Como nos recuerda El Faro de Melilla, El 19 de marzo de 1775, tras casi tres meses de asedio ininterrumpido, el Sultán levantó el sitio de la ciudad. Durante estos días de bombardeos constantes, la ciudad fue devastada, pero también sirvieron para que el mariscal John Sherlock reflexionara sobre su larga carrera al servicio de la corona española. A lo largo de 56 años, Sherlock luchó bajo cinco monarcas españoles, desde Felipe V hasta Carlos III, siendo testigo de numerosas campañas en diversos frentes de guerra.
Sherlock, de origen irlandés, rememora su infancia en su natal Irlanda, evocando paisajes como los de Waterford. Su vida cambió cuando, a los 14 años, abandonó su país tras la caída de la causa jacobina y se unió al servicio militar español. A lo largo de su carrera, sirvió en diversas campañas y batallas, desde Gibraltar en 1727 hasta los frentes de Orán, Extremadura, Argelia, el Genovesado, Portugal y, finalmente, Melilla.
En 1774, Sherlock fue enviado a Melilla por orden de Carlos III, quien había decidido reforzar la defensa de la plaza. A su llegada, encontró una ciudad en condiciones precarias, con una guarnición reducida y una artillería obsoleta. El mariscal organizó la defensa, reforzando las fortificaciones y acondicionando las galerías para resistir las minas enemigas. En diciembre de 1774, cuando el Sultán presentó su ultimátum, Sherlock respondió con firmeza, asegurando que defendería la plaza hasta la última gota de sangre.
El Sitio de Melilla comenzó con un asedio feroz que duró 110 días, durante los cuales la ciudad recibió más de 12,000 proyectiles desde las posiciones enemigas. A pesar de las dificultades, la defensa española fue tenaz y ejemplar, y el sitio culminó con el levantamiento de las fuerzas moras.

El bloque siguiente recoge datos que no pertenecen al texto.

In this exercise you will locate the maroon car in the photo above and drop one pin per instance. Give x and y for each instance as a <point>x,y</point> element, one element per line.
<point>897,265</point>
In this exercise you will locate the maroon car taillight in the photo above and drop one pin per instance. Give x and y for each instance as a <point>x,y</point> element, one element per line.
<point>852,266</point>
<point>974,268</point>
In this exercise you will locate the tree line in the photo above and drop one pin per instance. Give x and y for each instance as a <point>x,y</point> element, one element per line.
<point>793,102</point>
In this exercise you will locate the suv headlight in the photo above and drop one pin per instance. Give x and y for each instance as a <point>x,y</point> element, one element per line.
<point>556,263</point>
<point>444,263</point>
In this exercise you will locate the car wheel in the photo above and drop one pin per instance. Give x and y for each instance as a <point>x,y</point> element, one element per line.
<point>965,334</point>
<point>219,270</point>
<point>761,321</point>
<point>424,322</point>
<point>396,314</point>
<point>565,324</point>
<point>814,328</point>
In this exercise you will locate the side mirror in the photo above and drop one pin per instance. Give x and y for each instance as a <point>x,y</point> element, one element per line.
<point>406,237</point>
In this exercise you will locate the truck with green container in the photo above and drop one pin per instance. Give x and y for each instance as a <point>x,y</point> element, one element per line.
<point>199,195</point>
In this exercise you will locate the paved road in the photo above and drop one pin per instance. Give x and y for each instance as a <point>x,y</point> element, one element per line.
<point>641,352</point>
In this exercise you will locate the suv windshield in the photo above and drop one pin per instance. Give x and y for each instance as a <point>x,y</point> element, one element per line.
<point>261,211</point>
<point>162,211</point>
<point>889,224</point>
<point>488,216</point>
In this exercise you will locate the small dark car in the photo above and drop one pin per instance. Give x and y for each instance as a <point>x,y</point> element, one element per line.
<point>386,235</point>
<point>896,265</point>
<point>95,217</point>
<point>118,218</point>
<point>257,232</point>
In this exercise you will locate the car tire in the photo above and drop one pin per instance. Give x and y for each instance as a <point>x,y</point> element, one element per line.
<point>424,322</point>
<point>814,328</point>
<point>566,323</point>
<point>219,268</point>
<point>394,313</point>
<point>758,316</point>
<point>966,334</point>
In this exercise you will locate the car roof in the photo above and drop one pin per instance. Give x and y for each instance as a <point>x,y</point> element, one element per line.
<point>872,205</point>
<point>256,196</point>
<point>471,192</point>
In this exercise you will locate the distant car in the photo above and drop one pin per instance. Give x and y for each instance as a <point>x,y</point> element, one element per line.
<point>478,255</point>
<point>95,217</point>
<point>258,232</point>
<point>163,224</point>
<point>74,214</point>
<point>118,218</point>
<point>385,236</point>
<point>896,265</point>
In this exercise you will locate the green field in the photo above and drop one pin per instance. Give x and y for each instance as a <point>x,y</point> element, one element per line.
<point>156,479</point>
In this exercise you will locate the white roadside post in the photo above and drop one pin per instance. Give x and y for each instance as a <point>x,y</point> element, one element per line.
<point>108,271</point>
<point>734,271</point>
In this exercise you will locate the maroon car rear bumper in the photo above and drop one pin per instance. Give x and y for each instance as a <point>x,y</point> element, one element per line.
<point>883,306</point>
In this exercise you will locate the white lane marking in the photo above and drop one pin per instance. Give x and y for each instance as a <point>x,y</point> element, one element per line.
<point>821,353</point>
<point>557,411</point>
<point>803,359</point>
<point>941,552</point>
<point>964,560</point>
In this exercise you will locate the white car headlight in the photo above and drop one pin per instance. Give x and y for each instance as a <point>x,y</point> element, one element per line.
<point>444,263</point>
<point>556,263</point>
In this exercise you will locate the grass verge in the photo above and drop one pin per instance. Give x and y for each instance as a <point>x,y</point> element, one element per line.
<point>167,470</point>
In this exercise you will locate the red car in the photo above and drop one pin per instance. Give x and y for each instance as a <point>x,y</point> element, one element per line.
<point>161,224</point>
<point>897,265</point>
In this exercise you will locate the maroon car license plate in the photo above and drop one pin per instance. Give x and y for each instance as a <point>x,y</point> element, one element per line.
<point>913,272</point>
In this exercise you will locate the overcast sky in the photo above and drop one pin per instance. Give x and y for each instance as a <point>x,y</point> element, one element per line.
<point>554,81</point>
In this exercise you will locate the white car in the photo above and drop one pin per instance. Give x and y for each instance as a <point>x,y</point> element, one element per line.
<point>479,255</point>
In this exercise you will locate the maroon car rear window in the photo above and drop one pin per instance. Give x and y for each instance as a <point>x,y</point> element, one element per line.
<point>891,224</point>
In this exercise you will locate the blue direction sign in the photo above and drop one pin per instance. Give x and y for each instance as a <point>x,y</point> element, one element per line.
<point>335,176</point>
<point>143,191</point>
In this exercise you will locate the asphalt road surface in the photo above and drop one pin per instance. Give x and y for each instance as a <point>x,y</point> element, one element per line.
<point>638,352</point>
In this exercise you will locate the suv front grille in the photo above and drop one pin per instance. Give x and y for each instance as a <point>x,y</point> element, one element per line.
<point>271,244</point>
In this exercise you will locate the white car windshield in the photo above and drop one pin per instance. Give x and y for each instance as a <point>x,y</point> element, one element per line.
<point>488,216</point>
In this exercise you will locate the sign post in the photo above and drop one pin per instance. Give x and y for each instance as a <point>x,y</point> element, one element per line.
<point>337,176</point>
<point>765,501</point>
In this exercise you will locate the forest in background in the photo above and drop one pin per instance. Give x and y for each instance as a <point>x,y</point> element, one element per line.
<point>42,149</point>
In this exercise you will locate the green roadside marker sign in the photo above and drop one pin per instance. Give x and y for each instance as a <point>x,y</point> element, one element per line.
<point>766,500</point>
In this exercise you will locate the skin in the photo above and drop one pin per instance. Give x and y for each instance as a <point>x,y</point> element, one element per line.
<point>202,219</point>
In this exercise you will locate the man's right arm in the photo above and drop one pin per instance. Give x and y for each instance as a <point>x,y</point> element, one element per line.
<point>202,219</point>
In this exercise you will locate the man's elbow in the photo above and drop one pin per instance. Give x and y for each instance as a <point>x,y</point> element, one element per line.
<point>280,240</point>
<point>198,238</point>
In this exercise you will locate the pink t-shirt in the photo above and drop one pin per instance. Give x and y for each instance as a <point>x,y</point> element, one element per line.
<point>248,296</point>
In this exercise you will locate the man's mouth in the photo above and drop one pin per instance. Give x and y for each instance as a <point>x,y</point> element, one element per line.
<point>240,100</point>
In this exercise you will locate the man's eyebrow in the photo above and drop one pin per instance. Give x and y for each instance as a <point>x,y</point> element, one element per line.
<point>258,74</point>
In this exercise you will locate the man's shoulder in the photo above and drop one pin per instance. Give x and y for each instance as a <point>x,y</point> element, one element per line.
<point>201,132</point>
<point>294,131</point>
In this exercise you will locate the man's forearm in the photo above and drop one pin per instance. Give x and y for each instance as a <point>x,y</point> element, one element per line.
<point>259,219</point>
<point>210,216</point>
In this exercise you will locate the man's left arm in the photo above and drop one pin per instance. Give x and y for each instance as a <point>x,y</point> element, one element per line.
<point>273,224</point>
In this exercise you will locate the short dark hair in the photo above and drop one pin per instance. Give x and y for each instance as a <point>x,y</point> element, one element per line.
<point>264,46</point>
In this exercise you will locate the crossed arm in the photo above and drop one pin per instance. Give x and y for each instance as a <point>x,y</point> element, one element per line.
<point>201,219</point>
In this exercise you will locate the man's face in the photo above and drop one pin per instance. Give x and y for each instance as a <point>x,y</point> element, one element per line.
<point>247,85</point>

El testimonio de Sherlock es una reflexión sobre su vida como soldado, marcada por la lealtad a la corona española y el sacrificio personal. Su carrera está marcada por la lucha constante, la pérdida de familiares en combate y la dedicación a una causa mayor. En sus memorias, también se hace referencia a las experiencias de otros combatientes, como el capitán Francisco de Miranda, y se menciona la valiosa documentación disponible en los archivos militares de Melilla y Segovia.